Der Wind treibt den Fieselregen waagerecht durch die Straßen Berlins, im Café Codos wartet Melanie Stein. Eine junge Frau, die blonden Haare im Nacken zusammengefasst, mit klarem Blick und freundlichem Lächeln. „Früher war das Common-ground hier drin, ein hippes Café, schon der Name passte super zu uns. Hier hat alles angefangen.“ Sie öffnet ein SharePic auf ihrem Handy, eine Einladung: „Meet-up Aktion Ost“, Juli 2019. Geschirr klappert, das Lachen der Gäst:innen hallt durchs pink-poppige Bistro. „Gehen wir lieber ins Gorki die Straße hoch.“ Stein schlüpft in ihre Winterjacke. „Dort haben wir auch oft zusammengesessen.“ In jenem heißen Sommer vor zweieinhalb Jahren.

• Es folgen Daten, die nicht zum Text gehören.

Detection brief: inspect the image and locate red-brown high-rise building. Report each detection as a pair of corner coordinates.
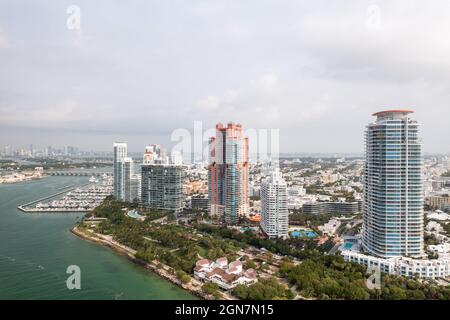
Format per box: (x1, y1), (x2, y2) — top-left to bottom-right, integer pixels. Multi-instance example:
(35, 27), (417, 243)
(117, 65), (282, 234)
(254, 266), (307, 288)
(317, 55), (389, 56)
(208, 123), (249, 224)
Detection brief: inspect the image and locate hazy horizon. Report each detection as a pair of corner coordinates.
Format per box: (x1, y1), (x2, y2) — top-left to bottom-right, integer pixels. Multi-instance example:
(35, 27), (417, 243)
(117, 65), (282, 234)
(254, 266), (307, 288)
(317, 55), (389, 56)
(1, 1), (450, 154)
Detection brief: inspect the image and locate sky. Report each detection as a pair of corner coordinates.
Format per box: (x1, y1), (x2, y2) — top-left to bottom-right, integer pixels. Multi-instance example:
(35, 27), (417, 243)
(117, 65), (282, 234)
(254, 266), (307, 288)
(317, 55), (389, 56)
(0, 0), (449, 154)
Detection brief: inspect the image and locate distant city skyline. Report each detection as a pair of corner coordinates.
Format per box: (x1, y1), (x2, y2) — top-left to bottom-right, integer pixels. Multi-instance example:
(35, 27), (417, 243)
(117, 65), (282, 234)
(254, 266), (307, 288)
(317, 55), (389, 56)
(2, 141), (450, 158)
(1, 1), (450, 153)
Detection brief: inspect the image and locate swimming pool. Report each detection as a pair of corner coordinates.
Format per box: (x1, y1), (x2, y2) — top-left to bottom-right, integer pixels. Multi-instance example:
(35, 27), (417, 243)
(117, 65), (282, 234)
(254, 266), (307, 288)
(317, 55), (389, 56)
(343, 242), (354, 250)
(127, 210), (144, 219)
(290, 230), (318, 238)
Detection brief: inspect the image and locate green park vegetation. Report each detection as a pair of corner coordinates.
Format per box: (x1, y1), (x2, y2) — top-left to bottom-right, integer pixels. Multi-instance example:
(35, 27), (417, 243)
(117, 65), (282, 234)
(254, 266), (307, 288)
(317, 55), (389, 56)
(279, 255), (450, 300)
(85, 196), (166, 221)
(82, 198), (242, 273)
(195, 223), (330, 260)
(201, 282), (223, 299)
(288, 212), (334, 228)
(202, 282), (219, 296)
(233, 277), (295, 300)
(176, 270), (191, 284)
(244, 259), (257, 270)
(83, 199), (450, 300)
(305, 184), (331, 196)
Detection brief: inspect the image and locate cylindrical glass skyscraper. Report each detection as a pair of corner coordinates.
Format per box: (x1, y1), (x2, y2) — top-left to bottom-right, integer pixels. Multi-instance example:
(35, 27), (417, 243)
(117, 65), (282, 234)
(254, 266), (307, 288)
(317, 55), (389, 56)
(362, 110), (424, 258)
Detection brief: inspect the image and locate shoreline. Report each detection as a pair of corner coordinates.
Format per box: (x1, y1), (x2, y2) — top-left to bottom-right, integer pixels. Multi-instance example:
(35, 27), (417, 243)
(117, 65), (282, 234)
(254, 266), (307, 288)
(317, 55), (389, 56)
(0, 175), (46, 185)
(70, 225), (224, 300)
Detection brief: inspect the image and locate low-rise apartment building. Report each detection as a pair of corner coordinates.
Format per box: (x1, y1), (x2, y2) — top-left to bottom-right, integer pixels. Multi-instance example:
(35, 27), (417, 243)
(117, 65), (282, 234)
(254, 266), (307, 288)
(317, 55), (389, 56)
(342, 250), (450, 279)
(303, 201), (360, 215)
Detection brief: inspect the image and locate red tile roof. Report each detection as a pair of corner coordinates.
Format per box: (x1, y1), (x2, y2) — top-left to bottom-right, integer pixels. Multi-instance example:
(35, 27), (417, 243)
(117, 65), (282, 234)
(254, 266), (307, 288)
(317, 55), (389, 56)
(244, 269), (257, 279)
(196, 259), (211, 266)
(207, 268), (237, 283)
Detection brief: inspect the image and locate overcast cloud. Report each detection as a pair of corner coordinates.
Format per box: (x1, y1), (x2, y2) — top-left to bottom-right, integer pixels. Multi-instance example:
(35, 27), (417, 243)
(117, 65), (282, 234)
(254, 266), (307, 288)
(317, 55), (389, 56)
(0, 0), (449, 153)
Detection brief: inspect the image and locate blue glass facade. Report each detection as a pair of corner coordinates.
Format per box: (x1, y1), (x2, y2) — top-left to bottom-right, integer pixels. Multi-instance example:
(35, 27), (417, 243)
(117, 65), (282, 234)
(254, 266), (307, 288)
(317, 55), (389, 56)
(362, 111), (424, 258)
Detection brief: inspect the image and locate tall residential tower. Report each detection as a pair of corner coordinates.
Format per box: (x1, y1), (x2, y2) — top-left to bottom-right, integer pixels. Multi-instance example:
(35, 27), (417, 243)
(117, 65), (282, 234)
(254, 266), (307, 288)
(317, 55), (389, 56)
(123, 157), (141, 202)
(141, 164), (184, 213)
(260, 168), (288, 239)
(208, 123), (249, 224)
(362, 110), (424, 258)
(113, 142), (127, 200)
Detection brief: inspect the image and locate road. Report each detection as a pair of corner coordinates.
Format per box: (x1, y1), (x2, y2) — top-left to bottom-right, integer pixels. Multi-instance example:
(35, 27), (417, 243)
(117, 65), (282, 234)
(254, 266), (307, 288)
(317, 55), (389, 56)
(327, 217), (363, 255)
(328, 242), (342, 255)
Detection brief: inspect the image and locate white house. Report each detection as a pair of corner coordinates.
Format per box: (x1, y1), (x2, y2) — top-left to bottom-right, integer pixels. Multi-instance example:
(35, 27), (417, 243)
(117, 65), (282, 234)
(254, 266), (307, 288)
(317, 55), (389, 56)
(193, 257), (257, 290)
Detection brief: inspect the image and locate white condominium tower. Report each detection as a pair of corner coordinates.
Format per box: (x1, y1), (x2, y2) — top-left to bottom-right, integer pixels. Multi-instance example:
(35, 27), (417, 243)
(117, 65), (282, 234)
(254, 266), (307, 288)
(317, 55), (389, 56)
(362, 110), (424, 258)
(260, 168), (288, 239)
(113, 142), (127, 200)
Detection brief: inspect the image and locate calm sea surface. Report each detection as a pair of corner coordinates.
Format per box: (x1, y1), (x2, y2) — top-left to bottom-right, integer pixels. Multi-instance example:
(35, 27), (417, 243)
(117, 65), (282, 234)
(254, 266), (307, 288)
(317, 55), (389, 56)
(0, 176), (196, 300)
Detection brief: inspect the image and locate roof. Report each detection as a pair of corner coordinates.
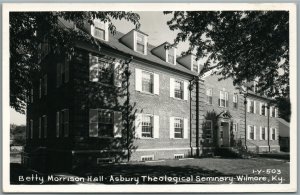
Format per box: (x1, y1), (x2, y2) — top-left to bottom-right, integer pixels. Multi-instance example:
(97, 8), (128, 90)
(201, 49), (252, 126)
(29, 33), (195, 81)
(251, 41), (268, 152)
(99, 31), (197, 76)
(59, 18), (197, 77)
(277, 118), (290, 127)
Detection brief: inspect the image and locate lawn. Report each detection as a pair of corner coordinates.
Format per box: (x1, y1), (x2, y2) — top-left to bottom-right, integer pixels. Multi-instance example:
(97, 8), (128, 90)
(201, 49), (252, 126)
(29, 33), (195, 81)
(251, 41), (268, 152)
(11, 157), (290, 185)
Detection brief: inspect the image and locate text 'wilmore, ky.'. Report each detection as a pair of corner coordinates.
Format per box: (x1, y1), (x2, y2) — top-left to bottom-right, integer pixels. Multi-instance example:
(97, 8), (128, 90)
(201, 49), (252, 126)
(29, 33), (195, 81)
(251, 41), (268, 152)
(18, 174), (286, 184)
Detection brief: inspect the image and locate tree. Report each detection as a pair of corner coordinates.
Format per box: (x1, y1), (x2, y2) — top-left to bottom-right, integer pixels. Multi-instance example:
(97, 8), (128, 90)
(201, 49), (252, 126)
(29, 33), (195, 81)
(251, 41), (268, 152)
(10, 11), (140, 114)
(164, 11), (289, 99)
(10, 125), (26, 146)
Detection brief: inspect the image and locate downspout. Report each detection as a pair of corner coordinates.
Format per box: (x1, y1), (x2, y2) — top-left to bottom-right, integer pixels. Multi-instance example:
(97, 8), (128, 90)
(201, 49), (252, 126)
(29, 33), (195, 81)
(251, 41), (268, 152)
(126, 56), (133, 162)
(189, 76), (197, 157)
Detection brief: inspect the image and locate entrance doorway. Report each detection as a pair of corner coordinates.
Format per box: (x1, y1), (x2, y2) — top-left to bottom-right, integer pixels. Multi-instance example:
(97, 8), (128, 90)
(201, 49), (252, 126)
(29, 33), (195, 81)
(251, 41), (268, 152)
(220, 122), (230, 147)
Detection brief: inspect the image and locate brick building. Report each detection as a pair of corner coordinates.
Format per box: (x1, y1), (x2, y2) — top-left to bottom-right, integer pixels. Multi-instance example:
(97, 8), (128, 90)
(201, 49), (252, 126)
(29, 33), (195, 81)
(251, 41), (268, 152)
(24, 19), (201, 171)
(200, 72), (280, 154)
(23, 18), (280, 171)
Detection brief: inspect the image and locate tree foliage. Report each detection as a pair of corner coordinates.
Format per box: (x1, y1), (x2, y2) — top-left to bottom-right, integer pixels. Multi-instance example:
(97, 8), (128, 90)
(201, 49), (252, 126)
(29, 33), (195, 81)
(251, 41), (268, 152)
(10, 11), (140, 114)
(164, 11), (289, 99)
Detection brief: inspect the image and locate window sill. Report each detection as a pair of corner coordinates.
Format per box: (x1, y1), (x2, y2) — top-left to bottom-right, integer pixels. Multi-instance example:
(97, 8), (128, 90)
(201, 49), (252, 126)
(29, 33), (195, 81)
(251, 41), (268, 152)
(138, 137), (155, 140)
(171, 97), (187, 101)
(137, 90), (157, 96)
(171, 138), (187, 140)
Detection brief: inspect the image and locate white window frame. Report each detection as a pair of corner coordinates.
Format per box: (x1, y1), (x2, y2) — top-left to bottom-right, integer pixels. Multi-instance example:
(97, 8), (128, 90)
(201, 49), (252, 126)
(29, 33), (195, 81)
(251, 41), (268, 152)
(247, 125), (256, 140)
(141, 70), (154, 94)
(141, 114), (154, 139)
(174, 117), (184, 139)
(219, 90), (228, 108)
(233, 94), (238, 108)
(135, 32), (147, 55)
(91, 20), (109, 41)
(206, 88), (213, 105)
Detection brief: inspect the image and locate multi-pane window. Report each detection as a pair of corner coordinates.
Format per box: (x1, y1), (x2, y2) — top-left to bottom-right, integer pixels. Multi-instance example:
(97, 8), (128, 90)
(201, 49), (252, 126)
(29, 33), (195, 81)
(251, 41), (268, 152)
(89, 55), (114, 84)
(141, 115), (153, 138)
(206, 89), (212, 104)
(136, 33), (145, 54)
(142, 71), (154, 93)
(219, 91), (228, 107)
(98, 109), (114, 137)
(203, 120), (212, 139)
(249, 100), (255, 113)
(249, 125), (255, 140)
(233, 95), (238, 108)
(89, 109), (117, 137)
(174, 80), (184, 99)
(174, 118), (183, 138)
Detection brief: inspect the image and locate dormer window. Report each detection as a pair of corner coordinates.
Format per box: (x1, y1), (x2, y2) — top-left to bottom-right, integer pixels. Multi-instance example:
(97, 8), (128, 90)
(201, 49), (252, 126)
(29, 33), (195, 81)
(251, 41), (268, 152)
(166, 47), (176, 65)
(136, 32), (147, 54)
(91, 20), (108, 41)
(168, 53), (174, 64)
(192, 57), (199, 73)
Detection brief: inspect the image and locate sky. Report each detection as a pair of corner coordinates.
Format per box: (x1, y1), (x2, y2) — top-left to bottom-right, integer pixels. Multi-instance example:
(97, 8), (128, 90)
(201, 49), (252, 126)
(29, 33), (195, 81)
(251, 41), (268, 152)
(10, 11), (191, 126)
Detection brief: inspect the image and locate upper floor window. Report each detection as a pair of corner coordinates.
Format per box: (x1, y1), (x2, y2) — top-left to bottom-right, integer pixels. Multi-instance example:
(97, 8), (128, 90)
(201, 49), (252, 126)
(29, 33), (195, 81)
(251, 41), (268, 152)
(260, 103), (267, 116)
(219, 90), (228, 107)
(56, 57), (69, 87)
(136, 32), (147, 54)
(170, 78), (188, 100)
(247, 100), (256, 114)
(135, 68), (159, 95)
(142, 71), (154, 93)
(206, 89), (212, 105)
(89, 55), (114, 84)
(271, 107), (276, 118)
(174, 80), (184, 99)
(233, 94), (238, 108)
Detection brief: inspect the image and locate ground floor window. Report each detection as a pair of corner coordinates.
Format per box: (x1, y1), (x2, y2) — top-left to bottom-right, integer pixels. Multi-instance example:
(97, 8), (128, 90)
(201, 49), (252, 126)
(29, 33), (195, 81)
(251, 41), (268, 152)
(141, 115), (153, 138)
(203, 120), (213, 139)
(248, 125), (255, 140)
(174, 118), (183, 138)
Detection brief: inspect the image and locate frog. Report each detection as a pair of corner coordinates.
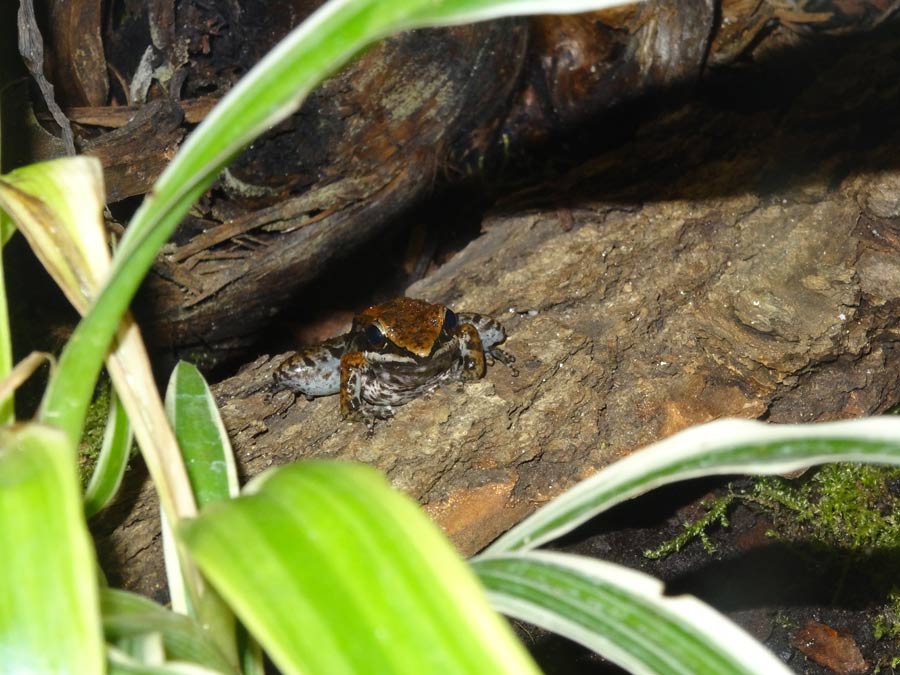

Ostdeutschen eine Stimme geben
Damals moderiert Stein gerade die YouTube-Talk-Runde Diskuthek und hat dafür einen Tweet abgesetzt: Spannende Menschen aus Ostdeutschland gesucht. Dutzende melden sich, manche haben über Bekannte von dem Aufruf erfahren. Knapp zehn Leute sind beim Treffen im Common Ground einige Wochen später dabei. Philipp Sälhoff vom Polit-Think-Tank Polisphere etwa, Lutz Mache von Google, Christian Bollert vom Radiosender Detektor.fm, Micha Bohmeyer von der Initiative Bedingungsloses Grundeinkommen oder die Schriftstellerin Greta Taubert. „Wow, so viele spannende Menschen, und von einigen wusste ich nicht mal, dass sie aus Ostdeutschland kommen“, denkt Stein. „Es wird Zeit, dass wir sichtbar werden.“ Die Idee dafür hat sie schon im Kopf: Wir gründen eine Online-Plattform, um Ostdeutschen eine Stimme zu geben. Gemeinsam legen sie los.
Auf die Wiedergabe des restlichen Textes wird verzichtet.